ACA Connects and the National Content & Technology Cooperative (NCTC) are hosting their annual Independent Show from July 30 – August 2 in Minneapolis. And this year’s show promises conversations on more topics than usual. In addition to the traditional discussions relevant to cable TV companies, the operator attendees will also discuss their interest in becoming mobile virtual network operators (MVNOs) as well as their desire to tap Broadband Equity, Access and Deployment (BEAD) funds.
In fact, NCTC CEO Lou Borrelli said the members that come to the show include not only traditional cable operators but also broadband providers, municipal co-ops and electric co-ops.
“Over the years there has been more of what the cable guys would call overbuilders,” said Borrelli. Many of these companies originally joined because they offered a video product, but then they evolved to broadband providers.
He said that today the “traditional cable guys” are outnumbered among NCTC and ACA members. And their joint membership counts more than 40 million broadband customers.
Although ACA and NCTC don’t name their member organizations, a look at their boards of directors gives some hints. For instance, ACA has board members from Vexus Fiber and Astound Broadband. And NCTC’s board includes representatives from two electric companies: the Electric Power Board of Chattanooga and Conway Corp.
One big topic that’s new to the Independent Show is wireless. In April, NCTC announced it had signed a deal with AT&T to provide its members with a white-label MVNO service.
As smaller operators have observed the success that Comcast and Charter are having with their MVNOs, they apparently want to get in on the same action.
When NCTC announced its white-label MVNO offering, it predicted that an initial batch of nearly 50 NCTC members would launch wireless service via the MVNO deal on June 1.
That didn’t happen.
Borrelli said the original group of operators expressing interest in being MVNOs was roughly 50, but that number “is well north of that now.” He said, “We were optimistic about June, but all the integration in addition to the legalese and reseller agreements took a lot longer that we thought. My expectation is we might squeeze a company or two to launch by the show.”
He expects many more MVNOs to launch from September onward.
In addition to working with AT&T, NCTC is also working with the mobile virtual network enabler (MVNE) Reach Next.
“The members who launch an MVNO through the NCTC will have both of those entities as partners,” said Borrelli. “For smaller guys there’s sort of an easy-button approach. All the onboarding is pretty-well laid out.”
Larger operators may want “to accept arbitrage and do some of the lifting to potentially make more margin,” he said.
He explained that they may want to buy wireless capacity by the gig and “play the arbitrage as to how you price it and take on the risk.” In this way they could make more money from their MVNO, or not.
There are three panels at the Independent Show related to MVNOs. One of them is for members only prior to the start of the official event.
Unlike wireless operators whose executives are precluded from talking to each other behind closed doors because of laws against collusion, cable operators have always held private events. This hasn’t been a problem because they have operated in their own territories without competing against each other.

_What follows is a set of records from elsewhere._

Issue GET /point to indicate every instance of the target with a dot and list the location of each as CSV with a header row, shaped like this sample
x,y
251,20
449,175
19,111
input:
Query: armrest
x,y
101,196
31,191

But that could be changing with their interest in MVNOs and also their interest in competing for BEAD funds to roll out fiber to new locations.
In regard to the private MVNO event, Borrelli said, “To be specific, nobody talks about pricing or anything that would be anti-competitive. That’s why we manage the size and attendees.”
This week the National Telecommunications and Information Administration (NTIA) announced the amount of funding each U.S. state and territory will receive from the $42.5 billion BEAD program.
Asked which members of ACA and NCTC are interested in applying for BEAD funds, ACA Connects CEO Grant Spellmeyer said, “The better question is: who isn’t?”
He said, “It’s dominating everything that’s going on from the ACA perspective. I have a lot of members interested in using the money to expand and upgrade service.”
Interestingly, cable operators have always fought “overbuilding” especially when municipalities have wanted to build new high-speed broadband networks in cable’s footprint. Their argument has always been that taxpayer money shouldn’t be used to compete with their private investments.
But now, cable and other broadband providers want to access taxpayer money themselves. Spellmeyer said, “I think the concern is sending government money to places where that will be used to undercut the investments and service offerings of people who built on their own dime.”
But he said there will also be areas where ACA members compete for BEAD funds to raise the speed thresholds inside their own footprints, “and in effect they will be overbuilding themselves.”
“They’re going to have to win a competitive process and convince the government that’s the best use of the money,” he said.
So, the old arguments against overbuilding are likely to get a bit fuzzy.
Before overbuilding fights happen, however, the NTIA wants to prioritize funding for unserved locations. In these locales all bidders will be competing to build greenfield infrastructure.
Borrelli said, “I’m not predicting that there’s going to be massive overbuilding. Many of our members do compete against each other. It’s not like we’re afraid of competition.”
ACA Connects and NCTC expect more than 1,000 attendees to their show in late August.